What Is a Negative Inference?

An Adverse Inference, Also Sometimes Called a Negative Inference, May Arise Where a Party Fails to Produce Evidence or Testimony and a Court Interprets Such a Failure As Indicative That the Evidence Would Therefore Be Unfavourable to Such a Party.

Understanding the Principle of Adverse Inference As An Evidentiary Rule Arising From Failure to Produce Evidence

Lawsuit Document An adverse inference, which may sometimes also be called a negative inference, may occur a litigant fails to provide evidence or fails to provide testimony that was reasonably expected to come from the litigant. Where the litigant fails to provide the expected evidence or the expected testimony, the court may presume that the litigant avoided the evidence or testimony because such was unfavourable.

The Law

The adverse inference presumption is based upon the expectation that if a party has control over evidence, the party would present the evidence unless the evidence was unfavourable to the party.  The principle was well explained within the case of Tiwari v. Chevalier, 2022 ONSC 3071, as well as the case of Lane v. Kock, 2015 ONSC 1972, wherein each it was respectively said:

[28]  Adverse inferences may be drawn from a party’s failure to produce relevant documents they were required to produce or should have produced. (Sarzynick v. Skwarchuk, 2021 BCSC 443, at para. 190.)

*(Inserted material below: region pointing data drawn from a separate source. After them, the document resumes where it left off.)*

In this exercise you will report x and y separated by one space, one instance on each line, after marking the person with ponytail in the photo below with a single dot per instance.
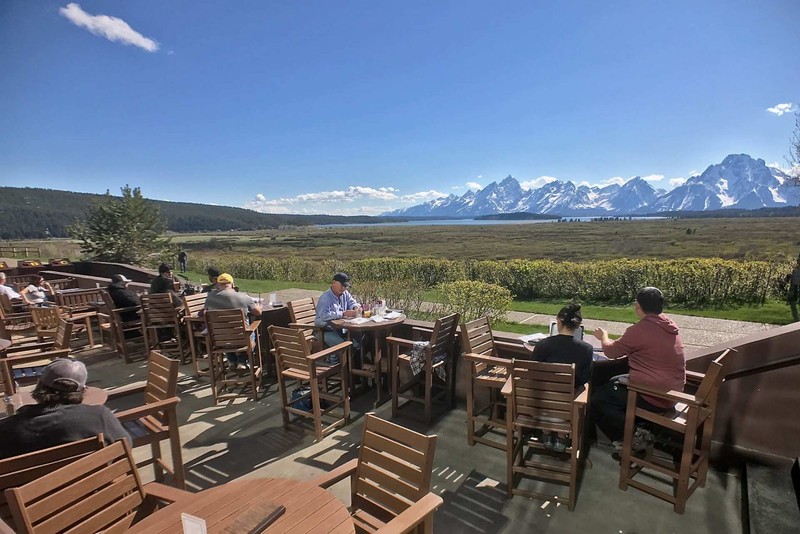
564 348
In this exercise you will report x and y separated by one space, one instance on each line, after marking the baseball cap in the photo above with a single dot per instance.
342 278
225 278
64 374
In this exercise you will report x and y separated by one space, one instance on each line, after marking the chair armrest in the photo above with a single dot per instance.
124 391
413 515
327 480
489 360
694 377
400 341
672 395
164 493
330 350
152 408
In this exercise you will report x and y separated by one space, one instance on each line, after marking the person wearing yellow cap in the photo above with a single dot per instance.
226 298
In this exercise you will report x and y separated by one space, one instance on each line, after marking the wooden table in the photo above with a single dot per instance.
379 330
92 395
309 508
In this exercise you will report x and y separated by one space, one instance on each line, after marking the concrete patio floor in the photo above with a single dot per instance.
245 438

[3]  The effect of the failure of a party to testify or to call a material witness or other evidence, is summarized as follows in Sydney N. Lederman, Alan W. Bryant & Michelle K. Fuerst, The Law of Evidence in Canada, 4th ed. (Markham: LexisNexis Canada, 2014) at p. 386:

In civil cases, an unfavourable inference can be drawn when, in the absence of an explanation, a party litigant does not testify, or fails to provide affidavit evidence on an application, or fails to call a witness who would have knowledge of the facts and would be assumed to be willing to assist that party.  In the same vein, an adverse inference may be drawn against a party who does not call a material witness over whom he or she has exclusive control and does not explain it away.  Such failure amounts to an implied admission that the evidence of the absent witness would be contrary to the party's case, or at least would not support it.

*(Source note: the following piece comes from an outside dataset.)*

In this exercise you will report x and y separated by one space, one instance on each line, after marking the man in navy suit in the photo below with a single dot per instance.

The adverse inference principle is discretionary and a judge is without a requirement to apply the principle where circumstances warrant. The basis for discretionary application of the adverse inference principle was explained by the Court of Appeal in Parris v. Laidley, 2012 ONCA 755, whereas it was stated:

[2]  Drawing adverse inferences from failure to produce evidence is discretionary.  The inference should not be drawn unless it is warranted in all the circumstances.  What is required is a case-specific inquiry into the circumstances including, but not only, whether there was a legitimate explanation for failing to call the witness, whether the witness was within the exclusive control of the party against whom the adverse inference is sought to be drawn, or equally available to both parties, and whether the witness has key evidence to provide or is the best person to provide the evidence in issue.

Summary Comment

The adverse inference principle is akin to the common saying of, if you got it, then flaunt it; and is based on the expectation that if a litigant fails to flaunt evidence, the reason for failing to do so is, presumedly, because the evidence is unhelpful, and more likely harmful, to the case of the litigant.